Canadian brand Norden wants you to rethink your relationship with plastic
“Would you abandon someone who soothed you?” Norden’s promotional video asks over sentimental piano music. In this case, the narrator specifically means a plastic pacifier, which will likely be added to a landfill once the baby outgrows it.
“Let’s give plastic back its purpose,” the video urges. That statement pretty much sums up the mission that has been driving Mayer Vafi, Norden’s co-founder and creative director, since the beginning. The Montreal, Canada-based team was founded with the philosophy that someone needed to demonstrate better business practices. Why not Vafi?
“[We’re] the first outerwear brand that makes it out of post-consumer recycled plastic that’s also B-corp certified and PETA certified,” he bragged.
Vafi got his start in fashion with footwear company Ugg, most famous for its sheepskin boots. It was a job, but it just didn’t sit right with him. He was plagued by the idea that he should be doing something more meaningful to address the climate crisis.
“The more I thought about it, the more I thought things had to change,” he said. “My moral compass was off. I wasn’t well; I wasn’t right. I literally just quit my job, and everyone thought I was insane.”
At least, everyone thought that at first. But as he began to express his moral qualms more often, Vafi began to garner support.
“I wouldn’t stop talking about sustainability and pollution, and my wife said, ‘Why don’t you stop talking about it and do something?’”
That was the push that Vafi needed. He thought through the things that were important to him — environmental protection, veganism, ethical production — and the idea for Norden struck him.

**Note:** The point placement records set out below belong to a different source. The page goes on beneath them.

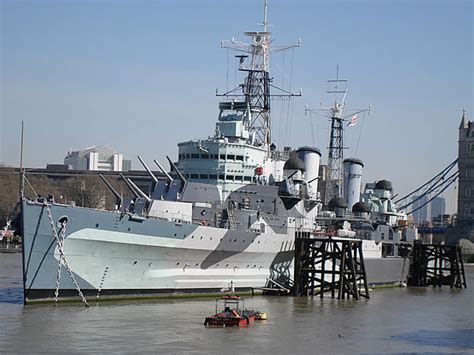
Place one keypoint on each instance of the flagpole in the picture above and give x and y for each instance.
(22, 178)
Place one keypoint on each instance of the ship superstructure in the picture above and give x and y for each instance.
(226, 213)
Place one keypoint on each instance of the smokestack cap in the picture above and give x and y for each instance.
(309, 149)
(354, 160)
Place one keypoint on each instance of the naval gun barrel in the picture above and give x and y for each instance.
(168, 176)
(181, 176)
(148, 169)
(116, 194)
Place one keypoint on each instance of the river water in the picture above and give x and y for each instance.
(396, 320)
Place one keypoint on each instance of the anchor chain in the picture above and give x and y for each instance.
(60, 263)
(62, 257)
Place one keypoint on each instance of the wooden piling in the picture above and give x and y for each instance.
(326, 264)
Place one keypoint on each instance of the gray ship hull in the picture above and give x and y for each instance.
(119, 255)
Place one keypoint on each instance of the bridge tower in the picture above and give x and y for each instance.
(466, 172)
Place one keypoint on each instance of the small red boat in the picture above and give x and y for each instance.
(232, 314)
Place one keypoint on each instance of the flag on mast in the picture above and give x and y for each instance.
(353, 121)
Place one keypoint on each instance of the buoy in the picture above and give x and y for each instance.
(260, 316)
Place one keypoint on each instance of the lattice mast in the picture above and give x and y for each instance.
(257, 84)
(337, 115)
(334, 184)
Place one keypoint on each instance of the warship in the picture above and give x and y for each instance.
(224, 216)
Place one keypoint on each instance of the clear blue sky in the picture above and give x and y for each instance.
(140, 76)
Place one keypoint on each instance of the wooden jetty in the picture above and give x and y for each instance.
(329, 264)
(437, 265)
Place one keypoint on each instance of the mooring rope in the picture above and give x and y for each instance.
(62, 257)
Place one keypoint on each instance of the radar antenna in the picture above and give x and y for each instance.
(337, 115)
(256, 87)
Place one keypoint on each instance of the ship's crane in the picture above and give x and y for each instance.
(431, 189)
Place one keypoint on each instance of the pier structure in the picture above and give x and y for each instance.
(325, 264)
(437, 265)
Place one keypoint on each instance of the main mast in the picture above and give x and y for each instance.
(256, 86)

“It was like getting hit by lightening,” said Vafi. “Frankly, I didn’t know much about manufacturing outerwear, but I didn’t know much about selling Uggs either!”
It wasn’t long before he got his first investor to sign on with a simple phrase: “I’m doing something with purpose.”
It worked — though, inspirational as it was, Vafi still ended up working for his investor’s company in an executive role while laying out the blueprints for Norden. He was able to build time for his then-side hustle into his contract, and in the fall of 2018, he asked for a freelance budget.
“[My boss] looked at me the way you would look at a child who’s asking for a Ferrari,” Vafi recalled with a laugh. Still, he got the resources he needed to get product to market by November 2018.
Norden tries to be sustainable in the ethical sense of the word as well, employing families in Montreal to assemble the garments instead of sending them overseas. Its unique materials are also made in part by Repreve in Greensboro, North Carolina.
Like Norden’s mood board brand Patagonia, the company has thought through all stages of its apparel’s life. We didn’t prevent over two million water bottles from going into a landfill just so that our jackets could end up there, Vafi explained. That’s why Norden will buy its jackets back, as well as other companies’ jackets, to either donate or recycle them.
The trade-in program also allows customers to sell an old winter coat for a $100 credit on a Norden jacket. That way, if someone has a moral crisis (as Vafi did), they can exchange a coat that might have animal products for one that is PETA certified.
As it turns out, Vafi’s priorities have resonated with Canadian and European consumers. Its Matias men’s jacket sold out within three weeks, and its Anja women’s jacket won the “Sustainable Achievement” award from the International Simultaneous Policy Organization (ISPO). Now, Vafi is turning his attention to the next market: the States.
“In Canada, its 30 or 40 degrees [Celsius] below zero,” Vafi said. “You don’t need marketing and PR [for outerwear] like you do in the U.S.”
Luckily for U.S. consumers, Vafi finally feels ready to move his marketing efforts south for the winter. Outerwear-lovers can be on the lookout for Norden’s Fall 2020 collection.